Western university presses and their commercial rivals have locked swords with hostile censors for hundreds of years but academics say the scale of the challenge they face from China today is unprecedented.

Having silenced many of his domestic critics, President Xi Jinping is seeking to export the Chinese Communist party’s heavily circumscribed view of intellectual debate as part of his push to promote Chinese soft power.

Jonathan Sullivan, head of the China Policy Institute at the Nottingham University, said western institutions are unprepared to deal with Beijing’s efforts to change the west and are too prone to surrender their principles for the promise of market access.

“China can do what it likes at home but the real issue is for western academia, media organisations and other companies,” he said. “As is China’s wont, they are dividing and ruling.”

The FT revealed this week how Springer Nature, a German group that publishes leading periodicals including Nature and Scientific American, had blocked access to at least 1,000 academic articles in China that mention subjects deemed sensitive by Beijing, including Taiwan, Tibet and Hong Kong.

Cambridge University Press also acceded to a similar request from the Chinese authorities to block content. It reversed course after a backlash, pledging to “uphold the principle of academic freedom on which the university’s work is founded”.

Springer Nature, which claims to be the world’s biggest publisher of academic books, defended its actions, saying it was obliged to comply with “local distribution laws” and was trying to avoid its content being banned outright.

But China scholars accuse the company of abetting Chinese censors. James Millward, professor of Chinese history at Georgetown University, condemned Springer Nature for failing to disclose the scale of its censorship, beyond an admission that “less than 1 per cent” of its vast content library was affected.

The company is “effectively covering up and enabling the nature of the Chinese global censorship effort”, he said.

The scorn of academics will not, however, deter other publishers from following Springer Nature’s lead.

Sage Publications, another large commercial publisher of academic content, said it had not blocked any journals or articles in China but would not necessarily reject such requests.

“Should we be asked to withdraw any content in any country, we would engage in consultations with learned societies, editors and others shaped by the specific request in order to decide how to respond,” it said in a statement.

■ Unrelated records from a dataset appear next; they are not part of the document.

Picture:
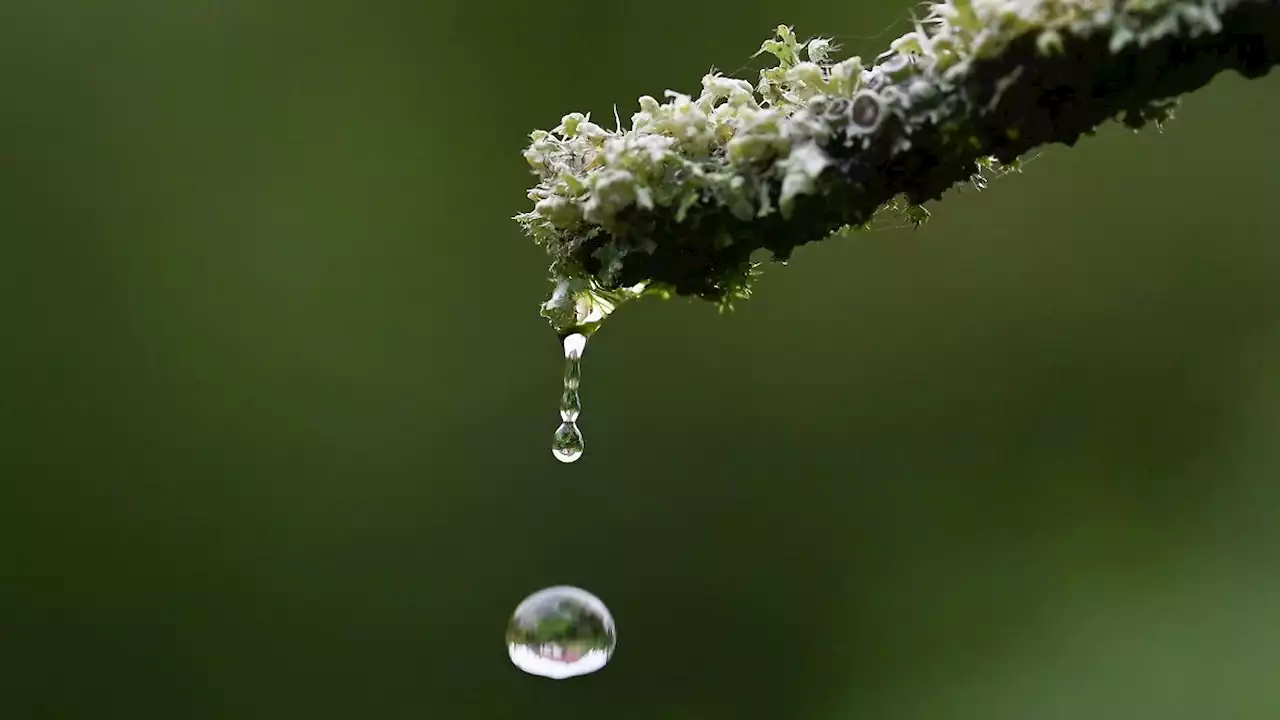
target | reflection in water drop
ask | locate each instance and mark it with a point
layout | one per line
(561, 632)
(567, 443)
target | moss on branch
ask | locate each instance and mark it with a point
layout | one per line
(679, 201)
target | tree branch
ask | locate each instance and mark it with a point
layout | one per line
(680, 201)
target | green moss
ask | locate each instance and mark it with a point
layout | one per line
(680, 200)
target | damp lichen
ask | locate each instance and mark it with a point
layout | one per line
(680, 199)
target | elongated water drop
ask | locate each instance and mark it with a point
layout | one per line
(567, 443)
(561, 632)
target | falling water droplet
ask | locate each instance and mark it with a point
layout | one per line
(561, 632)
(567, 443)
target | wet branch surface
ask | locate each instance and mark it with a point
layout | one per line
(1002, 106)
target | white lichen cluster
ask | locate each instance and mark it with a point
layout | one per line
(754, 147)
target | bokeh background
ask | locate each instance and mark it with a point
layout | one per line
(277, 399)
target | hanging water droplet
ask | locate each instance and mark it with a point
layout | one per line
(567, 443)
(561, 632)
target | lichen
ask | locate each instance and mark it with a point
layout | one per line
(677, 201)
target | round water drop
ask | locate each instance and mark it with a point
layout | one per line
(561, 632)
(567, 443)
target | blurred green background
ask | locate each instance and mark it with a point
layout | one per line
(277, 399)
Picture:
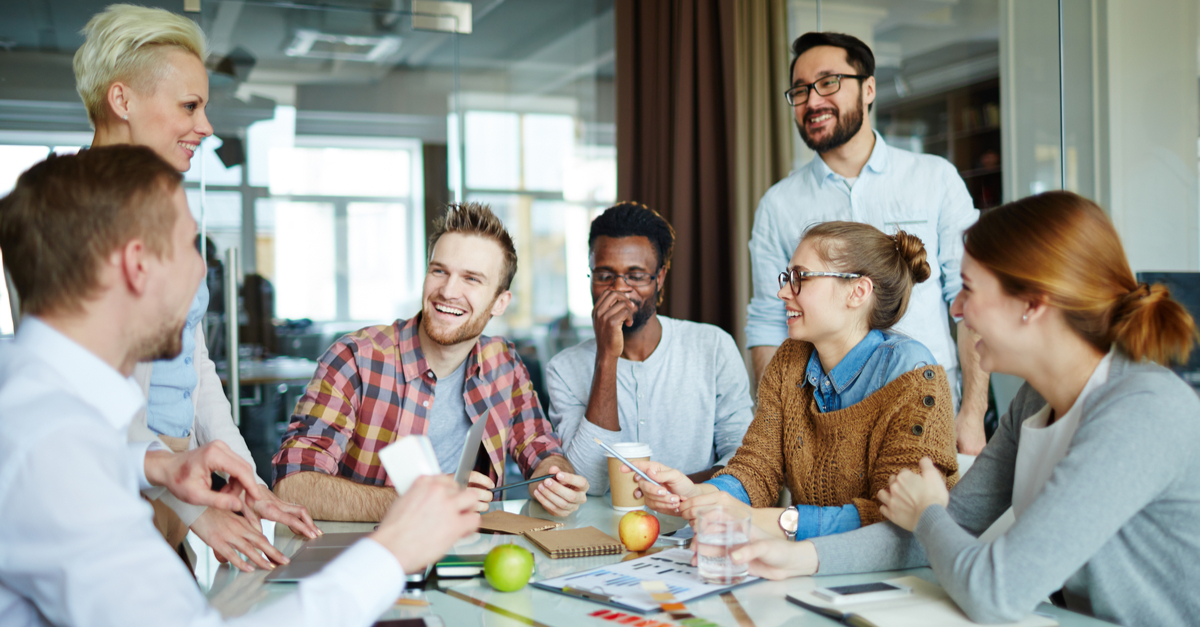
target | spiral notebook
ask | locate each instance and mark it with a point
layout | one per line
(581, 542)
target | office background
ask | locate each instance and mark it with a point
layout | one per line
(343, 127)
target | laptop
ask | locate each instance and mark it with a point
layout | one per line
(317, 553)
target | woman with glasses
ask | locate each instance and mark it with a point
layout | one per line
(844, 404)
(1096, 455)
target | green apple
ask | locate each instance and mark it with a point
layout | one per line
(639, 530)
(508, 567)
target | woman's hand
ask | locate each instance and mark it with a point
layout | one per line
(693, 505)
(676, 487)
(909, 494)
(775, 559)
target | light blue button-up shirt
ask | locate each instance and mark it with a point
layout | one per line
(873, 363)
(169, 406)
(895, 190)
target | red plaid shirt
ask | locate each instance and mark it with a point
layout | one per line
(373, 387)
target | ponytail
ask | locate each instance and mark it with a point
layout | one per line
(1060, 248)
(1147, 323)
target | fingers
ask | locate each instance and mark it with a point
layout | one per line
(478, 479)
(220, 458)
(553, 503)
(481, 496)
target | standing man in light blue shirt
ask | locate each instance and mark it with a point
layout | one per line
(857, 175)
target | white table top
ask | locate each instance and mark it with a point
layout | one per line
(234, 593)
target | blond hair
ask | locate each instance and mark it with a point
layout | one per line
(126, 42)
(67, 215)
(477, 219)
(894, 263)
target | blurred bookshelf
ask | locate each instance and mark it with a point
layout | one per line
(961, 125)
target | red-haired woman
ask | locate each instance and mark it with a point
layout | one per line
(1096, 454)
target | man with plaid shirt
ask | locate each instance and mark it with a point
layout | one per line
(381, 383)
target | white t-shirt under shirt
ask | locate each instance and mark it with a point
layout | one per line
(1044, 446)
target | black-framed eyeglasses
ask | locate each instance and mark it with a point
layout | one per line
(635, 279)
(792, 276)
(826, 85)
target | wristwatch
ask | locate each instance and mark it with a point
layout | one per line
(789, 521)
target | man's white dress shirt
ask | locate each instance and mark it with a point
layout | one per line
(922, 195)
(77, 544)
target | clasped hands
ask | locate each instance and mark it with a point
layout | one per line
(189, 476)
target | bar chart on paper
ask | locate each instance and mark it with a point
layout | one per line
(622, 583)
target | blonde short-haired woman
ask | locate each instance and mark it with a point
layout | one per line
(141, 73)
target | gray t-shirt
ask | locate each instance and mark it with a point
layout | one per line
(690, 400)
(448, 418)
(1115, 527)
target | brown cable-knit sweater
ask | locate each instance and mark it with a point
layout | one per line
(846, 455)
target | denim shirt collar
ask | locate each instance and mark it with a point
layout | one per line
(877, 163)
(849, 369)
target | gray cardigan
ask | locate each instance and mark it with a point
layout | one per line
(1117, 525)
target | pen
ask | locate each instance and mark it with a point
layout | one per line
(625, 461)
(519, 484)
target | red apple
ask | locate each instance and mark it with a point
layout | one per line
(639, 530)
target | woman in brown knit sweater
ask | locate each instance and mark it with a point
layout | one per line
(844, 405)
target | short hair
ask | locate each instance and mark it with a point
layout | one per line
(126, 42)
(629, 219)
(858, 54)
(477, 219)
(67, 214)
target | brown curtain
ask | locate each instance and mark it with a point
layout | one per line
(675, 126)
(694, 144)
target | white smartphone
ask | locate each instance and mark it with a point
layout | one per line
(862, 592)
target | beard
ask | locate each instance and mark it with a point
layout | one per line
(165, 344)
(844, 131)
(643, 314)
(468, 329)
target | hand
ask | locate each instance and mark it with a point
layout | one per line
(909, 494)
(676, 487)
(189, 476)
(775, 559)
(562, 493)
(271, 507)
(228, 533)
(424, 524)
(480, 485)
(610, 316)
(693, 505)
(971, 436)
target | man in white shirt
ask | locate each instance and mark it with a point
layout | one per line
(100, 248)
(857, 177)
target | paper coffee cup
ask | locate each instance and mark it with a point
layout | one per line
(622, 484)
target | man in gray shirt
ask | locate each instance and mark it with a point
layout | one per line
(678, 386)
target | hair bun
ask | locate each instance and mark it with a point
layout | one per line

Other publishers were defiant.

University of Chicago Press, which publishes the highly regarded China Journal, said it had not yet blocked content in China but, if asked, would cut off access to institutions overseen by the government.

“If faced with a request by any government to remove material felt to be ideologically insupportable, our approach would be to stop making electronic access available to institutions overseen by that government,” said Michael Magoulias, director of journals at the University of Chicago Press.

It later clarified that this meant it would “remove all of our content from that market rather than accede to selective censorship”.

MIT Press, the publishing arm of the Massachusetts Institute of Technology, said political censorship was “antithetical to everything universities and university press publishing stand for”.

Lord Patten, chancellor of Oxford university, said recently that even though China was a “hugely important income stream” for the institution, Oxford University Press had not and would not block content.

But China experts fear that so long as publishers remain divided, Beijing will use its growing economic power and influence to pick them off one by one.

Jeffrey Wasserstrom, professor of Chinese history at the University of California, Irvine, called on publishers to resist Beijing and test its willingness to block access en masse to the world’s greatest producers of scientific and educational content.

“Some kind of co-ordinated effort is needed,” said Prof Wasserstrom, who is also editor of the Journal of Asian Studies, one of the Cambridge University Press publications the Chinese authorities tried to censor. “At a certain point, you have to walk away from the Chinese market, no matter how lucrative.”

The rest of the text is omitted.